Анна медленно подняла руку, такую же ослепительно белую и прекрасную, как во времена ее молодости.

– Недуг, о котором вы говорите, – сказала она, – неизбежное зло нашей жизни, жизни великих мира сего, на которых господь возложил обязанности печься о подданных. Когда недуг слишком тяжел, бог облегчает нас на суде покаяния. Там мы сбрасываем с себя бремя и освобождаемся от гнетущих нас тайн. Но не забывайте, что господь соразмеряет испытания с силами своих тленных созданий, и мои силы способны выдержать лежащее на мне бремя; для чужих тайн мне достаточно скромности бога, для моих собственных мне мало скромности моего духовника.

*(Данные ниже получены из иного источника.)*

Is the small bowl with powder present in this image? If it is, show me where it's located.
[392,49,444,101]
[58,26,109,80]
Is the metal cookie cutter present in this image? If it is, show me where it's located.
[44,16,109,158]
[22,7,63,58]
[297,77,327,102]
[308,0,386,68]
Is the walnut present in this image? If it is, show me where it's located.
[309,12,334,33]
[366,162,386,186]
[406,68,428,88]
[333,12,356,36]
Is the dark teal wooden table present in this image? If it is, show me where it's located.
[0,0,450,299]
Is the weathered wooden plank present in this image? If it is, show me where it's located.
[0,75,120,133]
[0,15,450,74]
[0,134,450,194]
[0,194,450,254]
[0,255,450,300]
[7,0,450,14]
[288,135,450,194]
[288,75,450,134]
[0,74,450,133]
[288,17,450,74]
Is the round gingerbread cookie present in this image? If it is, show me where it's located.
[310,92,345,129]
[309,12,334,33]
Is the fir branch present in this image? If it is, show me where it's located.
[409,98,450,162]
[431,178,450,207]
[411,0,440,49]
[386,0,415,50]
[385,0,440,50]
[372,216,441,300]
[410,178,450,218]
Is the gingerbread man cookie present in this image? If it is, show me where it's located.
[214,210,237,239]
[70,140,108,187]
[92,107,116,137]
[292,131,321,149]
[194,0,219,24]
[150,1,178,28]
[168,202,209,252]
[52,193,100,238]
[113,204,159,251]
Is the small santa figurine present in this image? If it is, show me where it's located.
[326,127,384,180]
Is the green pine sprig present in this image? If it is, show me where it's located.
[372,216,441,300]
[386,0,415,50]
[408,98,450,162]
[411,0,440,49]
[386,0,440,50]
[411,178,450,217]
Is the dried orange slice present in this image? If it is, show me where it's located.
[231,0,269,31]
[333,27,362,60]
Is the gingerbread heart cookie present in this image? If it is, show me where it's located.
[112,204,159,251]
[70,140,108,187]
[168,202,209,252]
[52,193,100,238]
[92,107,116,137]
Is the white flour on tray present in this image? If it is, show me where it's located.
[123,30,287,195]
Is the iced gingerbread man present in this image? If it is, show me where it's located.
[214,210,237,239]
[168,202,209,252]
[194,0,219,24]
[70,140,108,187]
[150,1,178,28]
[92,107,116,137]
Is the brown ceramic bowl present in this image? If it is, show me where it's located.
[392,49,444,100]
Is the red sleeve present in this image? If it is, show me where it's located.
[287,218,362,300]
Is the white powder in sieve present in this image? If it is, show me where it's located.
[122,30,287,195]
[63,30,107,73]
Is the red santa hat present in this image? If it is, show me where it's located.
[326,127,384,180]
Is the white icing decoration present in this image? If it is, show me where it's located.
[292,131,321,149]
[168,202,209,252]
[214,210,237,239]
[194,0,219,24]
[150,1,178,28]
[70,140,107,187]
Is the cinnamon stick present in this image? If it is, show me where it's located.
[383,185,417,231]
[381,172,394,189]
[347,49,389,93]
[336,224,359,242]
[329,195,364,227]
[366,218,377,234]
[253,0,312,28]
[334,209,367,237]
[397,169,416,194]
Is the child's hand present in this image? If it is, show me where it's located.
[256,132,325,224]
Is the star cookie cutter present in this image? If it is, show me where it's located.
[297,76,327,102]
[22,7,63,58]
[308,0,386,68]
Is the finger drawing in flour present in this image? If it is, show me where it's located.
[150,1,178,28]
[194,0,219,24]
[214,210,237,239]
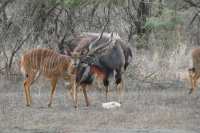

– Я вижу, что вы, как всегда, смело выступаете против своих врагов, ваше величество, но я боюсь, что вы недостаточно доверяете вашим друзьям.

– У королев нет друзей. Если вам больше нечего мне сказать, если вы чувствуете себя вдохновляемой самим богом, словно пророчица, уйдите, ибо я страшусь будущего.

– А мне показалось, – решительно возразила бегинка, – что вы скорей страшитесь былого.

Она еще не окончила этой фразы, как королева, вся выпрямившись, воскликнула резким и повелительным тоном:

– Говорите! Объяснитесь четко, ясно, полно или…

– Не грозите, ваше величество, – отвечала мягко бегинка. – Я пришла, полная почтительности и сочувствия, я пришла к вам от друга.

– Тогда докажите это! Облегчите мои страдания, вместо того чтобы вызывать во мне раздражение.

– Это легко сделать. И ваше величество увидят, друг ли я.

– Ну, начинайте.

– Какое несчастье свалилось на ваше величество за последние двадцать три года?

– Ах… большие несчастья; разве не потеряла я короля?

– Я не говорю об этом. Я хочу задать вам вопрос: после рождения короля не причинила ли вам страданий нескромность одной из близких вам женщин?